Technically, the tone-row is composed of twelve tones of the tempered chromatic scale, set in an order defined by the composer but each tone can appear once and only once in the row. The number of possible rows is very high, in mathematical terms, it is a permutation of 12 elements, 12! (1x2x3x4. … x12) So 479,001,600 possibilities. The composer, once the row has been defined, can use it in various forms:

  • - prime form (Grundgestalt) , so without change
  • - retrograde , the prime form is taken backwards (from the last note to the first)
  • - inversion : prime form turned upside-down.
  • - Retrograde inversion combination of the two previous changes

Berg Kammerkonzert

Each of these forms can also be transposed to the other eleven degrees of the chromatic scale, bringing the number of possible forms of the same row to 4+4×11=48. The composer may play several tones of the row simultaneously (in vertical form, so “chords”) or horizontally, but change registry, or overlay different speeds. We can clearly see that the possibilities are almost endless, but more important, the row can not be regarded as a theme in a classical meaning, as it is not easily recognizable melodically, but is more like a succession of intervals.

One can deduce important conclusions from the foregoing :

  • 1. Serial does not mean dodecaphonic: the tone-row may be composed of less than twelve sounds (in Stravinsky for instance), more than twelve sounds (in microtonal music) or affect other parameters than the pitch (the rhythm for example).
  • 2. Serial does not mean atonal: Some series can be chosen to evoke a tonal character
  • 3. If works written by Schoenberg with his “method of composition with twelve tones which are not related” are basically atonal, dodecaphonic and serial, this is only a special case of atonality and serialism.

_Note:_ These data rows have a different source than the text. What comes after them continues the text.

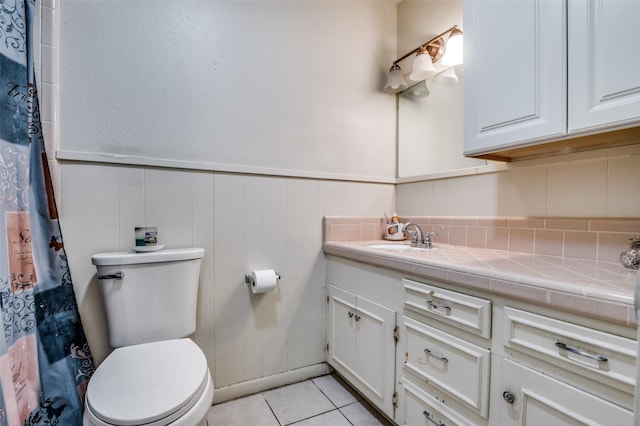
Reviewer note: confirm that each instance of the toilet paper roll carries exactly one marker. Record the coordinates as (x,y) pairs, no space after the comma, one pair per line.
(263,281)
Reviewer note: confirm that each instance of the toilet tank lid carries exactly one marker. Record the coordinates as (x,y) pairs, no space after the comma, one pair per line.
(129,258)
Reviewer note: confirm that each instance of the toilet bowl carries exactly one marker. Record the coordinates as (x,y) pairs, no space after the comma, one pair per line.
(152,384)
(156,375)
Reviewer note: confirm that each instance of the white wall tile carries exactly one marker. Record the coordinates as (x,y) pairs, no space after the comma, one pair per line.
(622,186)
(375,199)
(463,196)
(578,189)
(337,198)
(522,192)
(488,190)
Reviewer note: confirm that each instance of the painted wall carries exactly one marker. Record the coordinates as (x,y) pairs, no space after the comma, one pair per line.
(233,126)
(278,85)
(244,222)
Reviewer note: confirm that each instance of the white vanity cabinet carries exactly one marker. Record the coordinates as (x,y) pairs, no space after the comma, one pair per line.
(540,71)
(465,357)
(443,377)
(361,345)
(561,373)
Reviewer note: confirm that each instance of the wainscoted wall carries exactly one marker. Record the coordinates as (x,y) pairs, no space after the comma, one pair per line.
(244,223)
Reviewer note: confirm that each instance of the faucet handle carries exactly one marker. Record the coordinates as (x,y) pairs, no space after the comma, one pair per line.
(427,239)
(414,236)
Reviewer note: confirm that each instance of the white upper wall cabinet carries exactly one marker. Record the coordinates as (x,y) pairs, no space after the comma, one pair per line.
(514,60)
(529,62)
(604,81)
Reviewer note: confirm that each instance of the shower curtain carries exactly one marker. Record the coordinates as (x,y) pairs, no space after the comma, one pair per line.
(45,363)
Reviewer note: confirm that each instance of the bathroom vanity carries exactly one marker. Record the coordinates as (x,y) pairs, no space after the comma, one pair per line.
(470,336)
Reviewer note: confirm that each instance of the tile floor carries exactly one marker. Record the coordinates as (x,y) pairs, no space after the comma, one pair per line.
(325,400)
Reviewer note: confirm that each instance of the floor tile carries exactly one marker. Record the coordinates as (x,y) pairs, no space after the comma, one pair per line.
(332,418)
(361,414)
(336,390)
(297,402)
(251,410)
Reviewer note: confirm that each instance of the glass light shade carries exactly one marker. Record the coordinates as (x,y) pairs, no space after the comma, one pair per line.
(453,51)
(446,78)
(422,67)
(418,91)
(395,79)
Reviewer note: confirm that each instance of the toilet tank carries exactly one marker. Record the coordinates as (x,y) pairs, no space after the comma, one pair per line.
(149,297)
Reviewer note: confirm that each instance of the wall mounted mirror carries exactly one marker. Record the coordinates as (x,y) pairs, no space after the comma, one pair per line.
(430,129)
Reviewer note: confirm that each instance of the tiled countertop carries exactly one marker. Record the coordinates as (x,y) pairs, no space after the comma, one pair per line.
(602,290)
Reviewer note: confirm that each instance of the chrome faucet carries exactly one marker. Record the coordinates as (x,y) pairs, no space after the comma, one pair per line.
(418,238)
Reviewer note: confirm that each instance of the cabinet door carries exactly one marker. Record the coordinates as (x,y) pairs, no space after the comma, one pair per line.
(515,78)
(341,330)
(536,399)
(375,352)
(604,81)
(362,346)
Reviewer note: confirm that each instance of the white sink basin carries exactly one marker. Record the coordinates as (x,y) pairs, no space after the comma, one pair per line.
(390,247)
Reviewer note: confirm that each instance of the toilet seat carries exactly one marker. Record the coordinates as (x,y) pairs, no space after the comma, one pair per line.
(151,383)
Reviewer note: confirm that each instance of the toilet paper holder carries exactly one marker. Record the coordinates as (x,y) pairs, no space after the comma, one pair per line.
(248,278)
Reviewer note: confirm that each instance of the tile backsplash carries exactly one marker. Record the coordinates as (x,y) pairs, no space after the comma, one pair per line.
(598,239)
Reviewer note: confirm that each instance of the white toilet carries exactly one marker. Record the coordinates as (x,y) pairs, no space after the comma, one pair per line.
(156,375)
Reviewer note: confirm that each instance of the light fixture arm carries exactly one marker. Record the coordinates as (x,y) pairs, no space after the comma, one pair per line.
(427,44)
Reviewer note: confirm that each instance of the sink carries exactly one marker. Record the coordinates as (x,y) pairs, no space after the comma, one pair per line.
(390,247)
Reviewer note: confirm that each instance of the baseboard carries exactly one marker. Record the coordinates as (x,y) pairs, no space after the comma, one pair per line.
(262,384)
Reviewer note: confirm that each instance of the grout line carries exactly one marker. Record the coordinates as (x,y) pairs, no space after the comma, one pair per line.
(271,409)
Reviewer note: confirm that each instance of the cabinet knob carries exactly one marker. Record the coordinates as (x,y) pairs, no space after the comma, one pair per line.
(509,397)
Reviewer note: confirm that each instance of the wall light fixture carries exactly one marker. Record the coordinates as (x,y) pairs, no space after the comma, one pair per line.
(449,54)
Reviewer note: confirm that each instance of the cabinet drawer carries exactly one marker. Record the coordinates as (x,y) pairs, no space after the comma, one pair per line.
(452,365)
(601,356)
(460,310)
(521,396)
(417,407)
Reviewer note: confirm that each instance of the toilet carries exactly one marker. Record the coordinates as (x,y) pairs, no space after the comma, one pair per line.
(156,375)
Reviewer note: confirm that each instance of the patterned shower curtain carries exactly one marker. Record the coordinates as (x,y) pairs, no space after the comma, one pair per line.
(45,363)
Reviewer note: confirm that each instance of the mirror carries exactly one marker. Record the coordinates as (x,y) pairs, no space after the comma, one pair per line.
(431,128)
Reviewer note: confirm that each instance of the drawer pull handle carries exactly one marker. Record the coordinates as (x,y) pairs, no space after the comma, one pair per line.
(600,358)
(508,397)
(441,358)
(116,276)
(428,416)
(435,306)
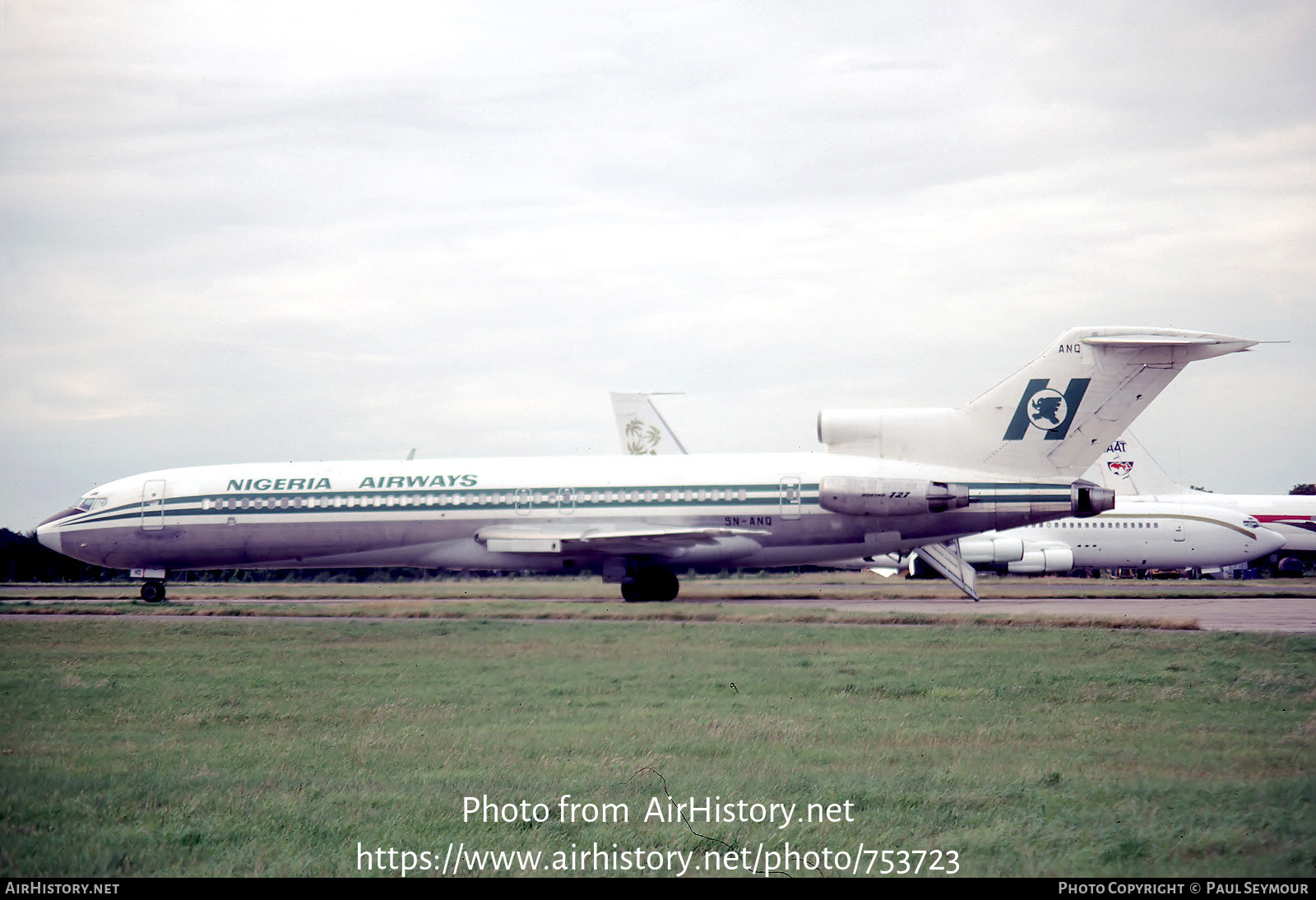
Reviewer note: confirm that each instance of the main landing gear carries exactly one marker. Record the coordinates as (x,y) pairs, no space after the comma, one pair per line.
(651,584)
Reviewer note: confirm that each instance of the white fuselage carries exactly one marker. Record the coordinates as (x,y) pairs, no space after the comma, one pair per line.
(754,509)
(1132,536)
(1289,515)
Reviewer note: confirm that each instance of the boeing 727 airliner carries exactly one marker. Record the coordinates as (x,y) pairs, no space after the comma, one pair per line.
(890,482)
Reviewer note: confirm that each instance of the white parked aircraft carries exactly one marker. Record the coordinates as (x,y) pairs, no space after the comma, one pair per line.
(1152,536)
(1129,470)
(888,483)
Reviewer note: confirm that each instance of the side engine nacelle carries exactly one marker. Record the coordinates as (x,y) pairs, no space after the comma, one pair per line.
(1048,559)
(991,550)
(888,496)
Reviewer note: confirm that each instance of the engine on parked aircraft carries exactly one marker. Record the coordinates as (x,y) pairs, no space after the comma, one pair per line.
(1048,559)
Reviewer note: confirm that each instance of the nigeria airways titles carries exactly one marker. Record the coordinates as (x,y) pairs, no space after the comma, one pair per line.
(382,482)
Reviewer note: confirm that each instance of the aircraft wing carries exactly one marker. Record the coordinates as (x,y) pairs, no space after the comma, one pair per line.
(517,538)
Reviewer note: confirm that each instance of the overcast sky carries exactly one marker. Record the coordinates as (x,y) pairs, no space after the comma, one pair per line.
(237,232)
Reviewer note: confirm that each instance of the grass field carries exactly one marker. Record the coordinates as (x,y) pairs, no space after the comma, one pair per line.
(234,746)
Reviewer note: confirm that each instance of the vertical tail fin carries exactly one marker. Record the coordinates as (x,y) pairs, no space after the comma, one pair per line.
(644,432)
(1052,417)
(1127,467)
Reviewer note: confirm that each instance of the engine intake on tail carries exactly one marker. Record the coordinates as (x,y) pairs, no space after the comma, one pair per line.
(1087,499)
(888,496)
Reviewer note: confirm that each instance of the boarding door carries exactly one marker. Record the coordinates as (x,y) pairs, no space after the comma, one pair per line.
(789,494)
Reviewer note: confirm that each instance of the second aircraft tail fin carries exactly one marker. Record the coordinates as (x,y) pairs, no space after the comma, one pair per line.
(1053,417)
(644,432)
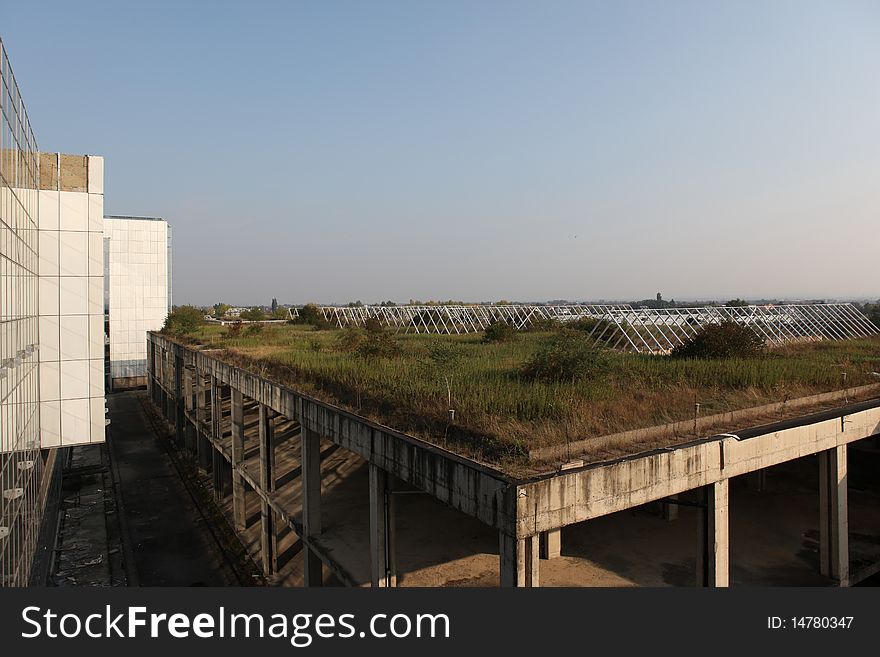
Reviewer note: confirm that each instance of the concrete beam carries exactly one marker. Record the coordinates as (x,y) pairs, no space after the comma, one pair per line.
(383,566)
(568,497)
(519,561)
(473,489)
(833,515)
(713,536)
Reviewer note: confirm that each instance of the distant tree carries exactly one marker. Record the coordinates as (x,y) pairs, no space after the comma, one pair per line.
(183,320)
(723,340)
(253,315)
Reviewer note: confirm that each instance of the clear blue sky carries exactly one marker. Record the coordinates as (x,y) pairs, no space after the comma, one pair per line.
(370,150)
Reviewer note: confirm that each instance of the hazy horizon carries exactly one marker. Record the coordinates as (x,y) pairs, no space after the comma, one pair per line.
(343,150)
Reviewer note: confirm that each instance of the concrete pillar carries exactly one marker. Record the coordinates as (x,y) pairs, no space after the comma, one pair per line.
(670,508)
(178,401)
(551,543)
(151,369)
(833,515)
(239,508)
(268,533)
(520,563)
(383,562)
(757,480)
(311,487)
(713,539)
(218,471)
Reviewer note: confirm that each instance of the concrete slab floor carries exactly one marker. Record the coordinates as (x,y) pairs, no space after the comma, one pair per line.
(171,541)
(774,536)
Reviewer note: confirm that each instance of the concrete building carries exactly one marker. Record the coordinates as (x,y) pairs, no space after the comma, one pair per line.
(71,296)
(137,276)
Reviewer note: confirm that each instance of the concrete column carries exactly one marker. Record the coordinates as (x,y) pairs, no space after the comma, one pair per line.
(670,508)
(268,534)
(239,509)
(520,563)
(311,494)
(551,544)
(151,369)
(178,402)
(383,562)
(757,480)
(833,515)
(217,472)
(713,540)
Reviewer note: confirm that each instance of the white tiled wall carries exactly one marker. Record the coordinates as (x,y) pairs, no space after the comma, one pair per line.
(72,313)
(138,280)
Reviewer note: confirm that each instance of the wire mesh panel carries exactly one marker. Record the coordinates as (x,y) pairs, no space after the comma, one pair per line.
(20,463)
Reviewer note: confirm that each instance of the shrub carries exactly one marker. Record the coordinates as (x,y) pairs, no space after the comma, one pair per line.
(379,345)
(499,331)
(253,315)
(543,325)
(183,320)
(310,314)
(568,356)
(350,339)
(723,340)
(373,325)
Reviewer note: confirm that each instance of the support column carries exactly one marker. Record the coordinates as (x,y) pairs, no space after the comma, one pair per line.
(551,544)
(713,540)
(178,402)
(833,515)
(268,535)
(217,472)
(311,487)
(670,508)
(239,508)
(757,480)
(520,564)
(383,562)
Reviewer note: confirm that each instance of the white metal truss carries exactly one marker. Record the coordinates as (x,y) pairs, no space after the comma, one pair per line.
(660,331)
(457,320)
(643,330)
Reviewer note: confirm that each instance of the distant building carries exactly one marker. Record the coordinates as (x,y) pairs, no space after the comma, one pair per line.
(137,275)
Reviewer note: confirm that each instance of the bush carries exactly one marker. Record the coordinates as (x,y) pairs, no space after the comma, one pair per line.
(379,345)
(724,340)
(499,331)
(373,325)
(568,356)
(183,320)
(253,315)
(543,325)
(350,339)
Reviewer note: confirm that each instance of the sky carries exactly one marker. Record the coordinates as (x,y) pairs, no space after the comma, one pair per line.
(337,150)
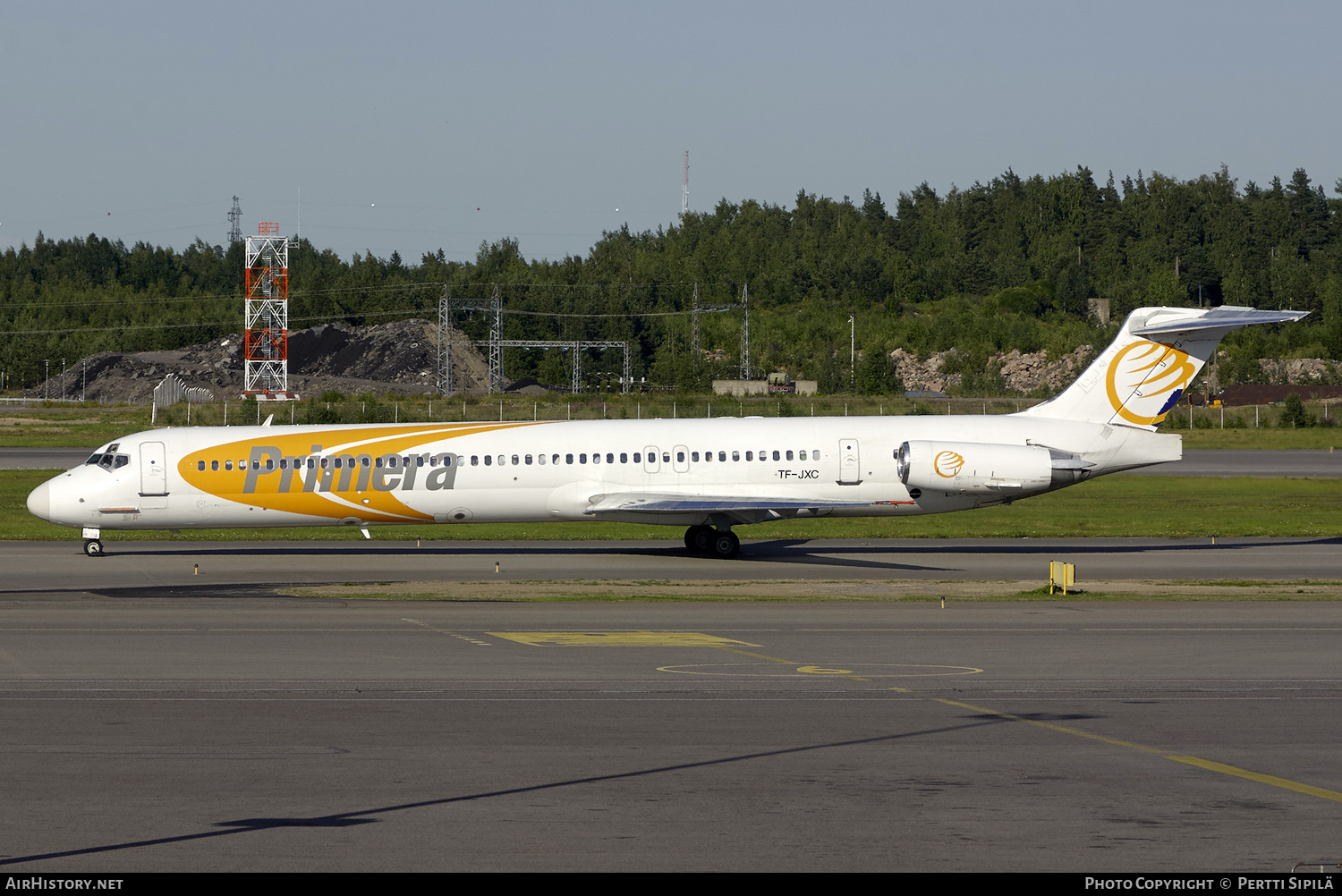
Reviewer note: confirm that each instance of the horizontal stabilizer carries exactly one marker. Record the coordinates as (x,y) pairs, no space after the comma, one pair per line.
(1228,317)
(1149,367)
(673,503)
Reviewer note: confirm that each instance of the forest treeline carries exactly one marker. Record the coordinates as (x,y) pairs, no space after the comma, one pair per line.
(1015,263)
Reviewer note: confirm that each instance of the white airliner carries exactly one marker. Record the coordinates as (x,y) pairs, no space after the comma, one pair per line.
(708,475)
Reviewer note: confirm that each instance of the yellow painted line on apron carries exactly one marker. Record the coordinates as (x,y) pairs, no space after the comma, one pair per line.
(1253,775)
(808,670)
(617,638)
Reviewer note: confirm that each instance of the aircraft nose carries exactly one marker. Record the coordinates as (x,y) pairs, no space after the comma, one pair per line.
(39,501)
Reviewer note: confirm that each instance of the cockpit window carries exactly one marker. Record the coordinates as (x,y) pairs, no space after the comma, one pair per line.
(109,461)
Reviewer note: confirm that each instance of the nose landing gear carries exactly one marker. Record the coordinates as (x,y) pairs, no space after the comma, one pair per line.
(718,542)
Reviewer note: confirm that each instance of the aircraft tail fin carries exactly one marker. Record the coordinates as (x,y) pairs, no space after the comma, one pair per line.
(1142,375)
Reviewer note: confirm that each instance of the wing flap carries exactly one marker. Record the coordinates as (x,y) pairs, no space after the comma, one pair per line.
(674,503)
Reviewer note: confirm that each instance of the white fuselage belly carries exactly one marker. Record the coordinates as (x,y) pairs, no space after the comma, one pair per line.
(821,459)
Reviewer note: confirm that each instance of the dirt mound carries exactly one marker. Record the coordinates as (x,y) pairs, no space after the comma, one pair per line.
(397,357)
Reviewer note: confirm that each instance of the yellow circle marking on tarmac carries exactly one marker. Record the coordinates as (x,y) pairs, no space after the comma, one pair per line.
(864,670)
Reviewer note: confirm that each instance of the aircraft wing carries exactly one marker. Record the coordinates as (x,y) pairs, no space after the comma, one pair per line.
(674,503)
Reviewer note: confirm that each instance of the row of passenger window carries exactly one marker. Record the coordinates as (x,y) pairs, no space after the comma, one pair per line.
(335,463)
(446,461)
(638,458)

We have only spoken of Schoenbergian dodecaphonic serialism but we could also speak of dodecaphonic serialism in Western tonal music, also based on the twelve tones of the chromatic scale. Here are some examples you might find surprising : we can find a twelve-tone row in the recitatives of Mozart’s Don Giovanni , or at the beginning of Liszt’s Faust Symphony or in the fugue of Strauss’ Also sprach Zarathustra … Amazing, isn’t it?